Today, all the world’s spices are available in cheap, neat little packages on supermarket shelves, and many, such as pepper, are so common that they are regarded as ordinary condiments.

Powdered Spices are convenient to use, but their flavour is vastly inferior to whole spices, ground or pounded as and when required in the kitchen. Once reduced to a powder, they begin to lose their pungency immediately, more rapidly so when packaged in clear little glass bottles, or plastic bags – spices should always be stored in a dark, cool and dry place. To release their full aroma, whole spices should ideally be roasted or toasted in a dry pan over a gentle heat before being ground. Small coffee grinders, hand or electrically operated, are suitable for pulverising spices, or they can be powdered in a pestle and mortar.

Growing Herbs

Fresh herbs are far superior to dried or frozen ones. Attractive as garnishes, the volatile oils are most pronounced in newly gathered herbs, that are picked before the plants reach the flowering stage and snipped in the morning as soon as the dew has departed. If you have a garden, you can devote a small plot to a selection of your most desired herbs, or plan a decorative herb garden on the lines of an Elizabethan geometric design, or, you could, just plant as you see fit.

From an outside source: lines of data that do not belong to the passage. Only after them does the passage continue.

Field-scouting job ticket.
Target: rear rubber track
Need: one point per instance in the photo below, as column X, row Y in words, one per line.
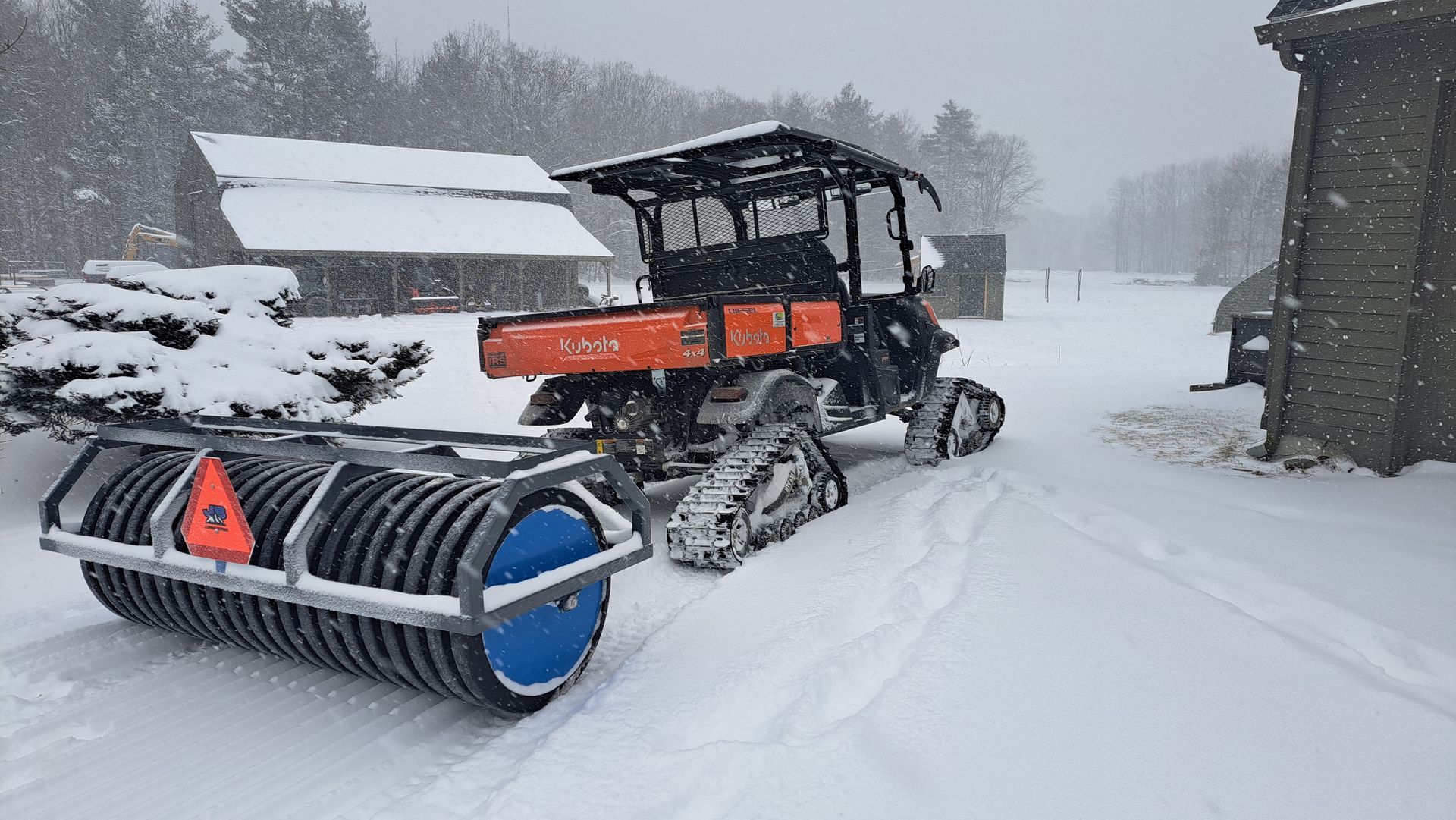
column 930, row 423
column 701, row 528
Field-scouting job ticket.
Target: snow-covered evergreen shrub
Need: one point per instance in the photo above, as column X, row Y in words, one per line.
column 196, row 341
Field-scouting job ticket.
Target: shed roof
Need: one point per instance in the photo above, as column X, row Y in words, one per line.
column 273, row 158
column 965, row 253
column 341, row 199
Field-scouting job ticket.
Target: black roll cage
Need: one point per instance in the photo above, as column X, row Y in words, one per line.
column 759, row 156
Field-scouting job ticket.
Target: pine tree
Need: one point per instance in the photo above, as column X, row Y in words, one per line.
column 949, row 153
column 277, row 61
column 852, row 117
column 343, row 77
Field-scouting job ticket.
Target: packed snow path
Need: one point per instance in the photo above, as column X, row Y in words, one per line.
column 1059, row 627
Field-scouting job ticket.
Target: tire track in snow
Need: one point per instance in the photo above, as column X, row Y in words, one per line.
column 852, row 614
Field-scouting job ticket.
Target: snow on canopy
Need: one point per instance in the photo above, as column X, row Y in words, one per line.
column 308, row 196
column 766, row 127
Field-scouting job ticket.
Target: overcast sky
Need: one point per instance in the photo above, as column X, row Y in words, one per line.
column 1101, row 88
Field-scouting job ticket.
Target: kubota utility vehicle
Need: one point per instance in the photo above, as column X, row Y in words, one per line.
column 759, row 341
column 384, row 554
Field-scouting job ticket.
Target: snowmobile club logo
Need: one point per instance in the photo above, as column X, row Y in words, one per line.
column 584, row 346
column 215, row 516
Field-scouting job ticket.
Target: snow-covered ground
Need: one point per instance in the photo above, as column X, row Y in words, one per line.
column 1110, row 614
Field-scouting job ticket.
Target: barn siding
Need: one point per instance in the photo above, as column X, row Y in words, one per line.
column 1348, row 300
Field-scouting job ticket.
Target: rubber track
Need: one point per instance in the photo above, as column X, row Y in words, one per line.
column 927, row 433
column 699, row 526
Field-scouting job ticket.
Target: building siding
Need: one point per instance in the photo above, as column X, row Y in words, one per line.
column 1343, row 313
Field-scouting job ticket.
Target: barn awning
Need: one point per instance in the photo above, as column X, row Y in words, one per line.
column 386, row 220
column 310, row 197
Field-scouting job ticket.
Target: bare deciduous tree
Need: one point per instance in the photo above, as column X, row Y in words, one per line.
column 1002, row 184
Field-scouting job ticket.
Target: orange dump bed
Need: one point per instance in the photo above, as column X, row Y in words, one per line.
column 653, row 337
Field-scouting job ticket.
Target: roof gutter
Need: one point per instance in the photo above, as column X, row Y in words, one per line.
column 1289, row 58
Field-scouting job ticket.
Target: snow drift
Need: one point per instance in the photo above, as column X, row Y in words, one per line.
column 215, row 341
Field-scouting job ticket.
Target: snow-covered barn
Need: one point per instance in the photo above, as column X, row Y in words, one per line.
column 1363, row 340
column 362, row 225
column 970, row 273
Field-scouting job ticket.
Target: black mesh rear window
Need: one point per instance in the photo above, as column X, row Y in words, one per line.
column 783, row 209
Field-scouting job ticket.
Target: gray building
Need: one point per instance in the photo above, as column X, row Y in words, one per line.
column 369, row 226
column 970, row 274
column 1363, row 340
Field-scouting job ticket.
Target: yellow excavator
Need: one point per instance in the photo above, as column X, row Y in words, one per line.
column 145, row 234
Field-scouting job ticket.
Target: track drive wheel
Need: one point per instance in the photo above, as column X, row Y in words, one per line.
column 957, row 419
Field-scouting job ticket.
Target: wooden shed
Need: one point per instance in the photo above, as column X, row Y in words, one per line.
column 970, row 274
column 362, row 225
column 1363, row 341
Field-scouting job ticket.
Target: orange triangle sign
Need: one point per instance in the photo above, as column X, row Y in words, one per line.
column 215, row 525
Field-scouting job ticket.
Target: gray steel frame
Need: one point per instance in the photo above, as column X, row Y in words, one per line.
column 419, row 451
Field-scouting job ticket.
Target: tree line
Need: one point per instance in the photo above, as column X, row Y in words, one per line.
column 98, row 96
column 1216, row 220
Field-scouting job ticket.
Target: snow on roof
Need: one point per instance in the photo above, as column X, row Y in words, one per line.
column 766, row 127
column 965, row 253
column 360, row 218
column 1310, row 11
column 929, row 255
column 273, row 158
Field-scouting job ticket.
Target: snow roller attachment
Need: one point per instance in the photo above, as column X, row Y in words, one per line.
column 479, row 580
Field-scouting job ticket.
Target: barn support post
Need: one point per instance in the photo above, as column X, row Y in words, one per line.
column 1292, row 245
column 394, row 287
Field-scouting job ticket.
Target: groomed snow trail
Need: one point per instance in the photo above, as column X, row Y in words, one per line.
column 1055, row 628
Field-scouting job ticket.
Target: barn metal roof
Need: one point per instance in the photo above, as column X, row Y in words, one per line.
column 334, row 199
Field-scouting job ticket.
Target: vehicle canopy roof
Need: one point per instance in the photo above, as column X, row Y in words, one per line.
column 742, row 155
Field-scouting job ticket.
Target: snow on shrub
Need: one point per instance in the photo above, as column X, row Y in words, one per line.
column 196, row 341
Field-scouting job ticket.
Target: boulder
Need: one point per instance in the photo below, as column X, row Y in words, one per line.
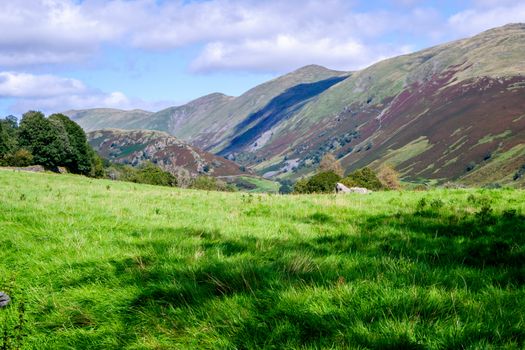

You can also grow herbs in pots on a patio or balcony or on a sunny windowsill. With good natural light, parsley and chervil, basil and chives, rosemary, bay and thyme, among others, can be grown indoors.

Storing Herbs

For freezing or drying, pick the leaves just before the plants come into flower, when the volatile oils are strongest. Freezing preserves the flavour far better than drying, especially of delicately flavoured herbs such as parsley, chives, basil, fennel and dill. Strip the leaves from the stems or leave them in small sprigs, rinse them well and shake them dry before enclosing them in plastic bags for freezing. Small-leaved herbs such as chervil can also be chopped and frozen in ice-cube trays. Frozen herbs are, obviously, not suitable for garnishing.

For drying, cut long-stemmed herbs – sage, mint, marjoram – and tie them in small bunches before hanging them upside-down to dry indoors or under a covered way. After a fortnight the leaves should have dried and can be stripped from the stems and stored in airtight, non-transparent containers. Dry herbs grown for their seeds – dill, caraway, coriander – in paper bags and discard the chaff before storing the seeds.

Dried herbs should be stored in a cool, dry place. Their contribution is more concentrated than fresh or frozen herbs: half a teaspoon of a dried herb is equivalent to one and a half to two teaspoons of freshly chopped leaves. Dried herbs lose most of their flavour within about six months.